Oregon Lemon Law Information
GET MAD: Oregon has one of the worst Lemon Laws in the U.S. in terms of the out-of-service criteria of 30 business days (6 weeks!!) — that's the second-longest of the 50 state lemon laws.
The Oregon Lemon Law applies when the repair attempts by the dealer occur within the two years or 24,000 miles (whichever comes first), and:
- the dealer has attempted to repair the same problem three (3) or more times, or
- the problem is a serious safety defect likely to cause injury or death, & the dealer has attempted to repair one (1) or more times, or
- the vehicle has been out of service due to repair attempts by the dealer for a total of 30 or more business days.
The Oregon Lemon Law covers vehicles only with major defects that substantially impair the use and market value of the car, & does not cover problems that are the result of abuse, neglect or unauthorized modifications or alterations by the consumer.

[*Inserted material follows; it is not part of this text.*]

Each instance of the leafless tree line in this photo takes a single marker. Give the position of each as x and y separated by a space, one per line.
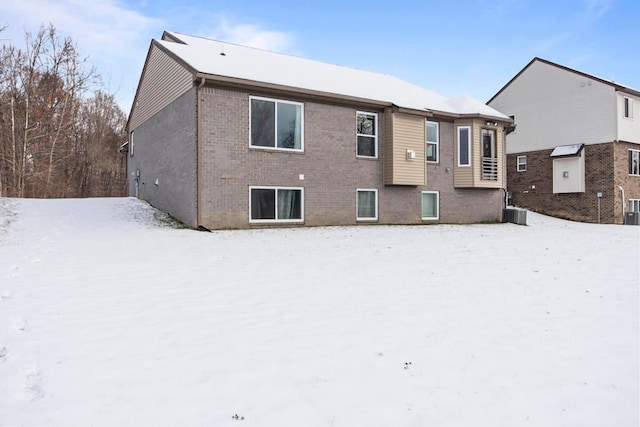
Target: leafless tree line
59 137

If the manufacturer participates in a third party arbitration program and notifies you of the procedure, Oregon Lemon Law states you are obligated to try to solve your problem through the arbitration program to be eligible for a refund or a replacement vehicle. If you cannot reach a settlement in the arbitration, you may sue the manufacturer in court. The court has the authority to award three times the amount of any damages, not to exceed $50,000, if the court finds the manufacturer acted in bad faith.Oregon Lemon Law information from the Department of Justice »
Helpful Lemon Law Tips
Most states require you to notify the dealer and the manufacturer that you have a Lemon Law claim. Always use Certified Mail with Return Receipt.
If the manufacturer has an informal mediation or dispute resolution process, most states require you to do that first before pursuing litigation. However, you should contact a lawyer immediately.
Most lawyers will not charge you for an initial consultation or legal fees for Lemon Law arbitration. If they decide you have a case, normally the manufacturer is forced to pay your legal costs.